A Hybridized Recommendation System On Movie Data Using Content-Based And Collaborative Filtering

ABSTRACT

In recent times, the rate of growth in information available on the internet has resulted in large amounts of data and an increase in online users. The Recommendation System has been employed to empower users to make informed and accurate decisions from the vast abundance of information. In this Research, we propose a hybrid recommender engine which combines Content-Based and Collaborative filtering recommendations. This seeks to explore how prediction accuracy can be enhanced in existing collaborative filtering frameworks. We investigate to see if a Recommendation System combining Content-based and Collaborative filtering, using a Mahout Framework and built on Hadoop will improve recommendation accuracy and also alleviate scalability issues currently experienced in processing large volumes of data for recommending items to users. We employed the Feature augmentation hybrid technique where the output from the Content-based recommendation is used as an input to Collaborative filtering.
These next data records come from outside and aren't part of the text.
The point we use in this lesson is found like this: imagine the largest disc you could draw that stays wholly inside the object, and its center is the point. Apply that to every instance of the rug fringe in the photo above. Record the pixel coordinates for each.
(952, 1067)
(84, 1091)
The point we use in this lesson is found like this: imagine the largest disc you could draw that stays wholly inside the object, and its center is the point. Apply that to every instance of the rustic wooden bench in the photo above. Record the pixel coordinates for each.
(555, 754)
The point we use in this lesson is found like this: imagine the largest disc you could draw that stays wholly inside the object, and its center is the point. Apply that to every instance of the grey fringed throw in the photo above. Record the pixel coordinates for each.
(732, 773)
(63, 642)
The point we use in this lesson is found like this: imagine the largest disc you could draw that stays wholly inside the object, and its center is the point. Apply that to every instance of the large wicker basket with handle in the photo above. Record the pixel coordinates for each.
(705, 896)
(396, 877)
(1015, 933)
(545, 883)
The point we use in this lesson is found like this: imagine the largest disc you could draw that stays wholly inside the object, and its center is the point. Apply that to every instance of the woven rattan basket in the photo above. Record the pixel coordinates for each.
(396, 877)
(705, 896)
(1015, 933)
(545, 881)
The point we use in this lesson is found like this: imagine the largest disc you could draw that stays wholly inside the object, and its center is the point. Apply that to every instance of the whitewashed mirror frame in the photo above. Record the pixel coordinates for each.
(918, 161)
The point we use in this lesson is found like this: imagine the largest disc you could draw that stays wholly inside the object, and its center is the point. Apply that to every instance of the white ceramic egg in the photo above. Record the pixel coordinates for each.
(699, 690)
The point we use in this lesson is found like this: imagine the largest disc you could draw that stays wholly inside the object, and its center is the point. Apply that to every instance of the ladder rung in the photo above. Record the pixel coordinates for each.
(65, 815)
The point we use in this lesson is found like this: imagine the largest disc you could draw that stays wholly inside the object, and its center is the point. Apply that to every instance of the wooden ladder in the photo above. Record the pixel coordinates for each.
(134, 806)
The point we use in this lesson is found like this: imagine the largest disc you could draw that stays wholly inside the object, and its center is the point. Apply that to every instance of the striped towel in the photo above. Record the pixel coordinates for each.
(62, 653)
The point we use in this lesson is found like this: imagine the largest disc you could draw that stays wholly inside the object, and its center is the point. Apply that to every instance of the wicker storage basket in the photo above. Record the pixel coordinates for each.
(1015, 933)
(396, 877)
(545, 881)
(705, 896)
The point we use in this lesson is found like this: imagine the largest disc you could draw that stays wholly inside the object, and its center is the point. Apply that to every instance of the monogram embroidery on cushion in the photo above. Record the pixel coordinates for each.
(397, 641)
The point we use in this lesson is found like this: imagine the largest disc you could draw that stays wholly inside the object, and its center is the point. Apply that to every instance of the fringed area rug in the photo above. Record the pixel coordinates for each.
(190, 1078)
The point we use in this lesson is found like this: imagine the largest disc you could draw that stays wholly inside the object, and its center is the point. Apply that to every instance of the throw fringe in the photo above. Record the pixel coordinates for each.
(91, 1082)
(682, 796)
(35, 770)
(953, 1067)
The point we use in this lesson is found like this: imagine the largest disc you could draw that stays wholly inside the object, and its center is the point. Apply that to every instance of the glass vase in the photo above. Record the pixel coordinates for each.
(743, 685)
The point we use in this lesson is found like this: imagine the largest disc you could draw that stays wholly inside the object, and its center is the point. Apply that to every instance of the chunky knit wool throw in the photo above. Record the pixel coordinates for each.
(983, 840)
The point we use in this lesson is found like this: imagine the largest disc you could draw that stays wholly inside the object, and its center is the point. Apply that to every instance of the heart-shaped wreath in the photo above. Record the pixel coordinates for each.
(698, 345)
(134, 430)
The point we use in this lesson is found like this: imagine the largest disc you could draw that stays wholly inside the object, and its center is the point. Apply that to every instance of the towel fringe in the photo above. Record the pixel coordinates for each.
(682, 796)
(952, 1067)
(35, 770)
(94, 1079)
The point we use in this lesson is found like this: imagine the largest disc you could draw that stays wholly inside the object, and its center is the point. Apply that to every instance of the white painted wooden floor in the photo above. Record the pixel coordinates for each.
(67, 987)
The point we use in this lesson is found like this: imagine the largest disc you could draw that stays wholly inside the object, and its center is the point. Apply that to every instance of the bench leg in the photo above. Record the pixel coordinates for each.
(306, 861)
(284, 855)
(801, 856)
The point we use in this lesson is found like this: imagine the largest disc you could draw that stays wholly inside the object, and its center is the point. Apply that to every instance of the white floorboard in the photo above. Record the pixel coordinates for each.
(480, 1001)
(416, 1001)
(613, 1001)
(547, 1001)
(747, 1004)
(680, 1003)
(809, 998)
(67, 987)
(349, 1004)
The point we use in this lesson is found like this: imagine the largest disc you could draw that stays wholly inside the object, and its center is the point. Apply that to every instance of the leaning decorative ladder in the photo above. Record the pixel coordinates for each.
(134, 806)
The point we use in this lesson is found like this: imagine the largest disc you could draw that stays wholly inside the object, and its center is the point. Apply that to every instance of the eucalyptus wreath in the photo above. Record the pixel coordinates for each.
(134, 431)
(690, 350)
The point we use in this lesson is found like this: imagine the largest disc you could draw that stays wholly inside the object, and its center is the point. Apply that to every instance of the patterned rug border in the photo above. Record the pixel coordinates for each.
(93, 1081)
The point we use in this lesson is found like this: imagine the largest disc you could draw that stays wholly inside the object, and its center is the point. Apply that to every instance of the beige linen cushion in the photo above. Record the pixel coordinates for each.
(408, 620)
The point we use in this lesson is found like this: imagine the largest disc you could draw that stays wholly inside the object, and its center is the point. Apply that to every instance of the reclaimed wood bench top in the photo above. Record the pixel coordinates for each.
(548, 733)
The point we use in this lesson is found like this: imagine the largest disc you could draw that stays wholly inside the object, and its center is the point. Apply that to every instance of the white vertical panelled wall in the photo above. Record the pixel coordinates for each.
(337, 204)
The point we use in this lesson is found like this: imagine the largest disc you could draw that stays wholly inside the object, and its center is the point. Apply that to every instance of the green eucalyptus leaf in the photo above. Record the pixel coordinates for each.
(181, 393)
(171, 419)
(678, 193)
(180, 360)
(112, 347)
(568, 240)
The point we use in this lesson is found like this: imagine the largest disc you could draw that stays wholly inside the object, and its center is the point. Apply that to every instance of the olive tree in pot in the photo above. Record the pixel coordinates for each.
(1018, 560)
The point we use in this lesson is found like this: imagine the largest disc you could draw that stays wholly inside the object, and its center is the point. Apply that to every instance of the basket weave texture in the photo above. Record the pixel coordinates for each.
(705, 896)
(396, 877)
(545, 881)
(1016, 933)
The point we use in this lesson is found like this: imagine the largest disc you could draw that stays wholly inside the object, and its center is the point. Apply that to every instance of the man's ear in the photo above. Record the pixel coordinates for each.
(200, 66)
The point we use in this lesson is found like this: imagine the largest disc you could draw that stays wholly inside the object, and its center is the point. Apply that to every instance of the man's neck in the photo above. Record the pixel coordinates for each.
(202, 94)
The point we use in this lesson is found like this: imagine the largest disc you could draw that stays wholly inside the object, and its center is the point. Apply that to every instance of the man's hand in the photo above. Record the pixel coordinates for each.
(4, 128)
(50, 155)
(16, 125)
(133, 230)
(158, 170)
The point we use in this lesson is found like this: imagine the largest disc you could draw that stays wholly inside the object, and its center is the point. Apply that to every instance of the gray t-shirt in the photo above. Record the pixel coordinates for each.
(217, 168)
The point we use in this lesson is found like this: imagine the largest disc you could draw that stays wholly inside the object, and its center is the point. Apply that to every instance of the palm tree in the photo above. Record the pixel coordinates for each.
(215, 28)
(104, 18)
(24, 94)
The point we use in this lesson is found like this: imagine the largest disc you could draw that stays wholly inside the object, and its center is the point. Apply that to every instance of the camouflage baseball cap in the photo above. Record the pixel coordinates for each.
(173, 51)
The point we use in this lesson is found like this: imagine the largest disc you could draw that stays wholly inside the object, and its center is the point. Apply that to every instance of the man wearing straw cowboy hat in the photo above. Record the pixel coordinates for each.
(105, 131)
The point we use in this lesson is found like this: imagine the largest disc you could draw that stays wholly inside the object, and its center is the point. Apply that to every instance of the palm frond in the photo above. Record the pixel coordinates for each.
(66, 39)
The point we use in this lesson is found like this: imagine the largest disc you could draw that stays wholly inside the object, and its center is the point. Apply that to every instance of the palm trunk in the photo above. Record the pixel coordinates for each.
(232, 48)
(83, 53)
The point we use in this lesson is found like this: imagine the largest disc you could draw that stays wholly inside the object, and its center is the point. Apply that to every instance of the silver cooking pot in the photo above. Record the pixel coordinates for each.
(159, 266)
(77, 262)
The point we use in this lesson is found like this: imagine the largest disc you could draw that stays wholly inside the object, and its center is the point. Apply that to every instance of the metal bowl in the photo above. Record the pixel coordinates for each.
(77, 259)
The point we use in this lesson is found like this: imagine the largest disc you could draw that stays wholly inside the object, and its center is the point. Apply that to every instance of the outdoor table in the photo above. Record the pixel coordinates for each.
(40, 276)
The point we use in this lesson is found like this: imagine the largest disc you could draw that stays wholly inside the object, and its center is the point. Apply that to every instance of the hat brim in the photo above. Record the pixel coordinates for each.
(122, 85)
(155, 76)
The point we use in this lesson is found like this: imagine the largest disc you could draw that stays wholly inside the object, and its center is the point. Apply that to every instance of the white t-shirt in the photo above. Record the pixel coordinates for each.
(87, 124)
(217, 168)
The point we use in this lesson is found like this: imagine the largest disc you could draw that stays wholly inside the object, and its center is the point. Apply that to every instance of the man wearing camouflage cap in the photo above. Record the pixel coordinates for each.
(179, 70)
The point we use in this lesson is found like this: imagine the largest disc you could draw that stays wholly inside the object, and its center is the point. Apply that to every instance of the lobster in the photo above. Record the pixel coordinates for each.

The wellknown MovieLens data was matched with the Internet Movie Database (IMDB) in order to extract user and item content features. The input files generated from the integration of both databases was converted to text files which serve as an input into the Collaborative filtering framework in Mahout. By means of various experiments, the best parameter optimization for Mahout Components was determined for our model. We further examined these models by comparing the Root Mean Square Error of our model against the state of art model. The proposed model showed significant improvement when compared with the pure collaborative model. It was demonstrated from our analysis that the extracted user and items content features can, in some cases, lead to a better prediction accuracy. To be more precise, it was discovered that the user feature, gender, has no marginal impact on our underlying model while an item feature like Country is more beneficial than genre, contrary to findings in some other research work.